S&P had upgraded its outlook on India’s sovereign rating of ‘BBB-’ to positive in May last year, citing strong and steady economic growth. Speaking at a webinar on Asia-Pacific Sovereign Ratings, S&P Global Ratings Director YeeFarn Phua said India is not a trade-driven economy and will not be significantly impacted by the new tariffs. He noted that India’s exports to the US account for only about 2 percent of its GDP and that major export sectors such as pharmaceuticals and consumer electronics are exempt from the new duties.

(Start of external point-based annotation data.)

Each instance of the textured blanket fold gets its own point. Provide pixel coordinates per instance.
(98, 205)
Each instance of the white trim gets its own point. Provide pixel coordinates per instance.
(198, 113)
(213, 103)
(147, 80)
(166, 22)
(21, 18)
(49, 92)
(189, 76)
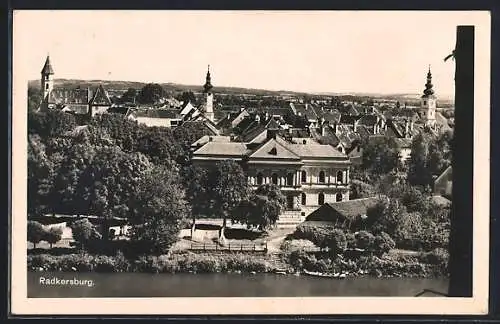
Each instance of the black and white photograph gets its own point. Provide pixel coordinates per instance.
(246, 162)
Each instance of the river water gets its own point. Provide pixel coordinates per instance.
(223, 285)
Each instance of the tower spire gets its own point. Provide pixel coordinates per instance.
(429, 91)
(208, 81)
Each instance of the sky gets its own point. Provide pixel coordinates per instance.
(311, 51)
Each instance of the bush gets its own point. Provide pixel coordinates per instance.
(351, 240)
(36, 232)
(53, 235)
(83, 230)
(364, 240)
(383, 243)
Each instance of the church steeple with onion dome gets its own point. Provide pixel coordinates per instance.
(428, 101)
(209, 97)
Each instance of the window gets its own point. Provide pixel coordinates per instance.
(321, 198)
(322, 176)
(274, 178)
(340, 176)
(260, 178)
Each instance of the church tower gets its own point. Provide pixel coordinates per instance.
(47, 81)
(428, 102)
(209, 97)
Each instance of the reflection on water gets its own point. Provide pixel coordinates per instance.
(220, 285)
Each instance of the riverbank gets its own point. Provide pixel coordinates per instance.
(389, 266)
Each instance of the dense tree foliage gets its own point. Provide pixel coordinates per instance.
(262, 208)
(381, 155)
(431, 155)
(35, 232)
(160, 209)
(151, 93)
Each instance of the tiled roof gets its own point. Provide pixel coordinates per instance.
(100, 97)
(442, 121)
(69, 96)
(304, 110)
(330, 116)
(403, 142)
(316, 150)
(222, 149)
(158, 113)
(76, 108)
(118, 110)
(363, 131)
(272, 149)
(206, 138)
(348, 119)
(348, 209)
(368, 120)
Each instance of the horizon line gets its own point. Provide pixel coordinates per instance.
(443, 96)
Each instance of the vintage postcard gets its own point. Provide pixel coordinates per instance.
(250, 162)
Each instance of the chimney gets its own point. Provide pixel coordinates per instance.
(271, 134)
(323, 129)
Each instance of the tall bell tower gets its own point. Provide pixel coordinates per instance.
(209, 97)
(428, 102)
(47, 78)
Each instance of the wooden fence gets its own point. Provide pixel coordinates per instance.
(234, 247)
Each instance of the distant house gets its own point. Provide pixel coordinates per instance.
(344, 214)
(156, 117)
(77, 101)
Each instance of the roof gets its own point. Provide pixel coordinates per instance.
(348, 119)
(206, 138)
(303, 110)
(368, 120)
(217, 148)
(100, 97)
(69, 96)
(272, 149)
(345, 209)
(158, 113)
(316, 151)
(441, 201)
(442, 121)
(76, 108)
(47, 67)
(403, 142)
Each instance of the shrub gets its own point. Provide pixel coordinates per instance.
(53, 235)
(336, 241)
(351, 240)
(383, 243)
(83, 230)
(36, 232)
(364, 240)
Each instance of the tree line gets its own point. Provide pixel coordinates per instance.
(116, 168)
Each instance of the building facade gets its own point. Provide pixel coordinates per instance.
(308, 175)
(79, 101)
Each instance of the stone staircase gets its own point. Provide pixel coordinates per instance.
(291, 218)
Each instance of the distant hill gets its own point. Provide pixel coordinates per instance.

YeeFarn stated that over the longer term, the tariffs are unlikely to pose a major threat to India’s economy, and the positive outlook on the country remains unchanged. S&P expects India’s GDP to grow by 6.5 percent in the current financial year, consistent with last year’s performance.

He also highlighted that many global companies are establishing operations in India under the ‘China plus one’ strategy, primarily to serve the large domestic market rather than relying on exports to the US. India’s expanding middle class continues to be a major draw for investors.

The US remains India’s largest trading partner. In 2024–25, bilateral trade between the two countries reached USD 186 billion. India exported goods worth USD 86.5 billion to the US, while imports stood at USD 45.3 billion, resulting in a trade surplus of USD 41 billion for India.